O Sorriso
(Transpirar de uma memória)
Aumentou o som do gira-discos para que todo o pelotão ouvisse Jingle Bells, naquela véspera da Consoada. Ordenou, de seguida, que verificassem as armas e munições, e distribuíssem a ração de combate pelos bolsos dos camuflados. Ao pescoço pendurou a máquina fotográfica, companheira de andanças, guardadora de memórias.
Com o nascer da manhã, cinzenta e cacimbeira, chegara a ordem para avançarem ao encontro da sanzala à beira da lagoa, bombardeada de véspera por ser tida como abrigo do inimigo. Natal sem presépio seria o seu, vivido a verificar danos, registar baixas infligidas, marcar a sanzala como território vencido e domado.
Ultrapassada a ourela da mata, caminharam separados pelos contornos das árvores, dobrando-os como esquinas cortantes num andar penoso, procurando pisar com cuidado pedaços de chão não estalantes para que o solo se não fizesse ouvir, denunciando-os. Ele ia pensando que este, como todos os outros passos que até ali o tinham levado, mais não eram do que um procurar da inutilidade, de um obstinado e cego adiar do que a História iria escrever.
Chegados, a névoa confundia-se com o fumo que subia da terra queimada, das lavras ardidas, das cubatas em destroços. A paisagem já não era verde, como a deixada para trás, mas turva. Diante dos olhos teve ele, surpreso, gente a chegar do outro lado da lagoa: crianças, mulheres e homens idosos. Vindos de mais atrás, ouviu latidos e cacarejos. Baixem as armas! Ordenou.
Com uma criança pela mão, um dos velhos, quiçá o soba, caminhou, lento e desconfiado, ao seu encontro. Bom dia, disse. Bom dia, respondeu-lhe, perguntando a seguir: onde estão os homens novos? Aqui não tem, já não tem deles faz muito tempo, foram na guerra da guerrilha, anunciou a voz do velho. Na guerra?! Então, velho, o que aconteceu aqui? Aqui, senhor, só nos mandaram bombas, nos queimaram as lavras, secaram a terra e nos fizeram fugir com os cães, os cabritos e as galinhas. Não teve guerra, não senhor. Os soldados de matar só chegaram agora. E mortos? Não tem deles, senhor.
Franziu-se-lhe a testa, entregou-se ao esforço de tentar compreender o que acabara de ouvir. Soldados de matar…!? Nisto estava, com o pensamento querendo correr para longe, quando a criança se soltou do velho e lhe puxou por uma das mãos. Tenho fome, mais velho da tropa, me dá comida. O dizer do menino entrou, turbulento, por ele adentro, fazendo-o cerrar os punhos e levá-los ao peito.

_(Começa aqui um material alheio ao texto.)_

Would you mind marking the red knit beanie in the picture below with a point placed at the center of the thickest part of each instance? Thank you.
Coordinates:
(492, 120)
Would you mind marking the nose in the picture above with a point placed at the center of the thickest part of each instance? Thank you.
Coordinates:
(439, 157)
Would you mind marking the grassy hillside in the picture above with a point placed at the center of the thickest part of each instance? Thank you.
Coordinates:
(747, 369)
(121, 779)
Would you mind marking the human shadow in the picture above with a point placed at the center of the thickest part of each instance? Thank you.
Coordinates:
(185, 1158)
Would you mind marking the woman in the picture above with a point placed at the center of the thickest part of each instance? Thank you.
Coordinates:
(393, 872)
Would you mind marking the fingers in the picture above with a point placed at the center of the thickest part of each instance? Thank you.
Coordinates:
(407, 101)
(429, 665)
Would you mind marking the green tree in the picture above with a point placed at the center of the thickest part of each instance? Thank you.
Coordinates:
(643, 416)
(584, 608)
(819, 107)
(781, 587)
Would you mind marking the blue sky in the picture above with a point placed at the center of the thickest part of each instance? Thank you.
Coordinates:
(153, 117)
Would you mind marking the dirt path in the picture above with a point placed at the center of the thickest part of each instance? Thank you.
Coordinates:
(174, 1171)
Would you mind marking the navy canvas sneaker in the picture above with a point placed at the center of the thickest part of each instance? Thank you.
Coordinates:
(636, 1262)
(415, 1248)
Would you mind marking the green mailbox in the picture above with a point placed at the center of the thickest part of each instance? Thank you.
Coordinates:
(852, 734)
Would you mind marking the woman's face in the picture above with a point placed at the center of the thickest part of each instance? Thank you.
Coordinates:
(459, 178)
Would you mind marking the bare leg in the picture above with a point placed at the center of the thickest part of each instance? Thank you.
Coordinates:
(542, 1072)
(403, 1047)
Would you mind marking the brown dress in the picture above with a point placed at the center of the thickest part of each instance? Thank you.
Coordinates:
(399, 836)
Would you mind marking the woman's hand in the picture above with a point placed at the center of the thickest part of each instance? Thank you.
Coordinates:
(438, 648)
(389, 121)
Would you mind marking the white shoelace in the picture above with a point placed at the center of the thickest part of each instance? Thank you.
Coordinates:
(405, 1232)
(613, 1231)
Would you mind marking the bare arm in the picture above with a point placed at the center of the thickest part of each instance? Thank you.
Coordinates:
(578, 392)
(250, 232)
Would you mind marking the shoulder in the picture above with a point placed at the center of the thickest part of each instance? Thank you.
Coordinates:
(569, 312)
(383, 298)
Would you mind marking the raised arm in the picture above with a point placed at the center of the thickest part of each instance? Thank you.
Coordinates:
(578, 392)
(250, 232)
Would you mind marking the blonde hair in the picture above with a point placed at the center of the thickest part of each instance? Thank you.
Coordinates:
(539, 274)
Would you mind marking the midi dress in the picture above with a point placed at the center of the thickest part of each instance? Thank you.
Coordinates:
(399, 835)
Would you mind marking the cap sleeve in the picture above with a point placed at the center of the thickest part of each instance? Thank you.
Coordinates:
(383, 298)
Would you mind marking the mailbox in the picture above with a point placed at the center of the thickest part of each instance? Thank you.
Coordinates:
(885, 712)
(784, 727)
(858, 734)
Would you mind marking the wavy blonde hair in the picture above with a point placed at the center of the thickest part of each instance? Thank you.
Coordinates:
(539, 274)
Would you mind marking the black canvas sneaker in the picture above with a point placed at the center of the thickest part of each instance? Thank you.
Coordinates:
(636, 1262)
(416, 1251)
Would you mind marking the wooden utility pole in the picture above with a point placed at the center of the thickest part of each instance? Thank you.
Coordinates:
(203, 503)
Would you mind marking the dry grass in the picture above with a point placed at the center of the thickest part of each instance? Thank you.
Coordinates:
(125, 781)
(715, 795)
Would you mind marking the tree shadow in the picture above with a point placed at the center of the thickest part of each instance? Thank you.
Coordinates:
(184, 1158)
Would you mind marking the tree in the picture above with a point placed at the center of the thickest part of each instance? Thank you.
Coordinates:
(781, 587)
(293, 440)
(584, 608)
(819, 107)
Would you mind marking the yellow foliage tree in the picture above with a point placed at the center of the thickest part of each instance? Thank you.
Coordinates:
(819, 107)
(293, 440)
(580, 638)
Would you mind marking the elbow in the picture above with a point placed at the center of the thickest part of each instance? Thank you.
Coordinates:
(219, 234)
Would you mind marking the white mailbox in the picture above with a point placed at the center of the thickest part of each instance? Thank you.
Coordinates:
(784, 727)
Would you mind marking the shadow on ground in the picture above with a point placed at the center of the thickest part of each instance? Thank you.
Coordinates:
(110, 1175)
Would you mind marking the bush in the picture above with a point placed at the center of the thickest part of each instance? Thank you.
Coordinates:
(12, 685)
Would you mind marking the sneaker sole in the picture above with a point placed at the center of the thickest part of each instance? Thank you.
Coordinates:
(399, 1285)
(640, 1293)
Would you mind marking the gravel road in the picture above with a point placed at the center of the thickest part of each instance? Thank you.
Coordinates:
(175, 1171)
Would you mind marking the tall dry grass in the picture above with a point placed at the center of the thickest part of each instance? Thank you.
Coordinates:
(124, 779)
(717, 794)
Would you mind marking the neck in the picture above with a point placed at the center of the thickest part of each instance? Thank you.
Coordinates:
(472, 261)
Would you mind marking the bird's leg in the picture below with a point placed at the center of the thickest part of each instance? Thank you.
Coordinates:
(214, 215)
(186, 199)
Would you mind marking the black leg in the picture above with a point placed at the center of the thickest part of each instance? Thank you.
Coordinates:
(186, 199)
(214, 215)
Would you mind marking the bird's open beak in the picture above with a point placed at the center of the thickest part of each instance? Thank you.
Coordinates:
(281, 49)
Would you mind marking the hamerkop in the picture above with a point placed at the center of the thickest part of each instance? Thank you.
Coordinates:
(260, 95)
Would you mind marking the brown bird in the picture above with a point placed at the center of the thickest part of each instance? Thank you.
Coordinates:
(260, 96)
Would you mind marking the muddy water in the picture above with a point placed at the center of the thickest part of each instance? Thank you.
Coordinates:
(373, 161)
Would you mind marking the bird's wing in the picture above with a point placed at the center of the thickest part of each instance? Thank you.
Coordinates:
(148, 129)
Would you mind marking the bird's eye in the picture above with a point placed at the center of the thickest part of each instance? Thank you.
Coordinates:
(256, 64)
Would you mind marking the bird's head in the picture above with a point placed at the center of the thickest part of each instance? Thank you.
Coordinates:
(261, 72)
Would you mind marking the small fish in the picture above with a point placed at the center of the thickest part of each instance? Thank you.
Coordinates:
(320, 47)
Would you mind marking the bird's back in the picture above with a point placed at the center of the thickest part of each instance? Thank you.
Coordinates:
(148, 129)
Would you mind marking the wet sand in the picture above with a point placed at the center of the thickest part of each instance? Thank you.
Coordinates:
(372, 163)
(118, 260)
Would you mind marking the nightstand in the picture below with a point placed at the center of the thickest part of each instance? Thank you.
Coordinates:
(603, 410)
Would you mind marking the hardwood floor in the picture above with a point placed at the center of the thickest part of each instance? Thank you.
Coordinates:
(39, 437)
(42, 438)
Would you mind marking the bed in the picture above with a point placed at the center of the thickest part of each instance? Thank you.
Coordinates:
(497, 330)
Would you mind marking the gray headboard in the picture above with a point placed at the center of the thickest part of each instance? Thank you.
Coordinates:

Num repente esvaziou os bolsos, deitando para o chão o que lhe restava da ração de combate. A criança atirou-se a uma embalagem. Pediu-lhe, por gestos, que a abrisse, levou à boca o que dentro dela saiu, trincou e logo fez o mais lindo sorriso, com uma mosca pousada na ranhoca à mistura, que ele alguma vez vira, sorriso acompanhado por um tagradeço amigo! Deste-me o meu presente de Natal, pensou sem o dizer. Guardou o riso na máquina das memórias. À noite dormiu ao relento. No céu apenas brilhava uma estrela com ar de andar à procura, e um fulgor diferente do que era hábito ver-se por ali luzir.
Aquele sorriso transformou em paz a agitação do seu interior, mudou-o para sempre, já não era o que nunca fora nem quisera ser, um soldado de matar, mas um amigo.
Regressado ao aquartelamento o seu pelotão foi autorizado a ajudar na reconstrução da sanzala. Semanas passadas o quimbo ajeitou-se. Reergueram-se as cubatas, os animais regressaram ao seu andar à solta, mulheres e homens idosos estavam de novo entregues ao amanho das lavras, as crianças brincavam, a velhice dos homens voltara a ser aquecida pelo sol, as mandioqueiras voltaram a crescer, bem como o caxinde. O soba podia, de novo, sentar-se à porta da cubata. Pela lama das franjas da lagoa já não corriam pés em fuga. Ele terminou o tempo de andar fardado.
No avião que o levou de regresso à terra da sua casa distante, releu a carta escrita à mulher no dia de Natal. Nela lhe contara a festa de despedida na sanzala da lagoa, e que tinham dado o seu nome a uma mandioqueira. Depois, tirou do bolso a fotografia do sorriso e falou-lhe: tagradeço amigo!